Dinamika perkembangan hermeneutika diatas sudah cukup menggambarkan, bagaimana hermeneutika berawal dan berkembang dari era klasik hingga era modern sekarang ini. Pada perkembangan selanjutnya, beberapa pemikir Islam juga menerapkan hermeneutika dalam mengkaji makna dalam Al Quran. Sebut saja Nasr Hamid Abu Zayd yang mengkaji Al Quran dimana ia melakukan pendekatan linguistik dan sastra dalam menggali makna Al Quran. Atau pemikir lainnya seperti Farid Esack, Muhammad Arkoun, Ali Harb dan lainnya. Mereka semua melakukan pendekatan hermeneutika dalam mengkaji makna dari teks-teks Al Quran. Begitu pula dengan Muhamad Syahrur, yang juga menerapkan konsep hermeneutika dalam mengkaji makna Al Quran. Bila kita cermati, maka akan tampak bahwa pemikiran Syahrur dalam bidang Hermeneutika memiliki kesamaan atau paling tidak sedikit banyak terpengaruh dari dinamika hermeneutika diatas yang dicanangkan oleh beberapa tokoh nya. Penolakan Syahrur terhadap teori sinonimitas dalam bahasa karena menurutnya tiap kata memiliki makna nya sendiri yang dilatarbelakangi oleh sejarah kata tersebut berkembang memiliki kesamaan dengan hermeneutika linguistik dialektis yang dipaparkan oleh Gadamer seperti diatas.
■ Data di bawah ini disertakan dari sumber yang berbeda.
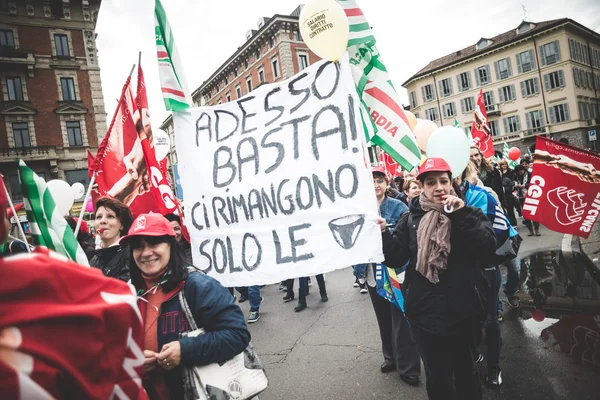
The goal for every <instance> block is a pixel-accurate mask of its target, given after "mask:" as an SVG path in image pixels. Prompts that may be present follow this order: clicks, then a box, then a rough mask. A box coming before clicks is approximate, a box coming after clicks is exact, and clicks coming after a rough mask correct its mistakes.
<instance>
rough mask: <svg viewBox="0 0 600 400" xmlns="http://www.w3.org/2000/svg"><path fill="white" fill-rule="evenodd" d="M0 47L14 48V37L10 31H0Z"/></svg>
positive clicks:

C.    Studi Hermeneutika Al Quran Muhammad Syahrur
Setelah paparan diatas mengenai latar belakang kehidupan dan pemikiran Muhamad Syahrur dan dinamika kemunculan dan perkembangan hermeneutika hingga masuknya ke dalam ranah pemikiran beberapa pemikir Islam modern, termasuk Muhammad Syahrur, maka pada pembahasan kali ini akan menjelaskan inti dari kajian atau studi hermeneutika Al Quran yang dilakukan Muhammad Syahrur, yang mana dalam hal ini terdiri dari tiga bagian : latar belakang pemikiran hermeneutika Muhammad Syahrur, Hermeneutika Syahrur dalam studi Al Quran, dan produk pemikiran hermeneutika Al Quran Syahrur.

1. Landasan Pemikiran Hermeneutika Muhammad Syahrur
Pemikiran hermeneutika Muhammad Syahrur sejatinya dipengaruhi dari berbagai aspek, diantaranya : filsafat proses, metode historis linguistik, dana juga unsur-unsur dari relativisme dan dialektika Hegel. Namun, dari semua itu, ada dua aspek yang paling nampak dalam pemikiran Syahrur ialah filsafat proses yang teraplikan dalam konsep triodik keadaaan awal-kondisi menjadi-kondisi jadi (Being-Progress-Becoming) dan metode linguistik historis

Filsafat Proses
Filsafat proses yang menjadi landasan pemikiran hermeneutika Syahrur ini tampak ketika ia membicarakan tentang konsep triodik nya yaitu keadaan awal, keadaan menjadi, dan keadaan jadi  atau dalam bahasa arabnya al kaynunah, as sayrurah dan as soyruroh. Filsafat proses berpendapat bahwa segala yang ada dalam dunia ini selalu berhubungan satu sama lainnya, dan semuanya selalu dalam keadaan berkembang dan dinamis tanpa pernah berhenti[14]. Adapun yang pertama kali mengungkapkan filsafat proses ini ialah Alfred White Northead. Oleh Syahrur, filsafat proses ini ia terjemahkan menjadi suatu konsep triadik seperti diatas yang mana menurutnya salah satu unsur dari konsep triadik tersebut tak bisa berdiri sendiri dan akan selalu berhubungan dengan unsur lainnnya.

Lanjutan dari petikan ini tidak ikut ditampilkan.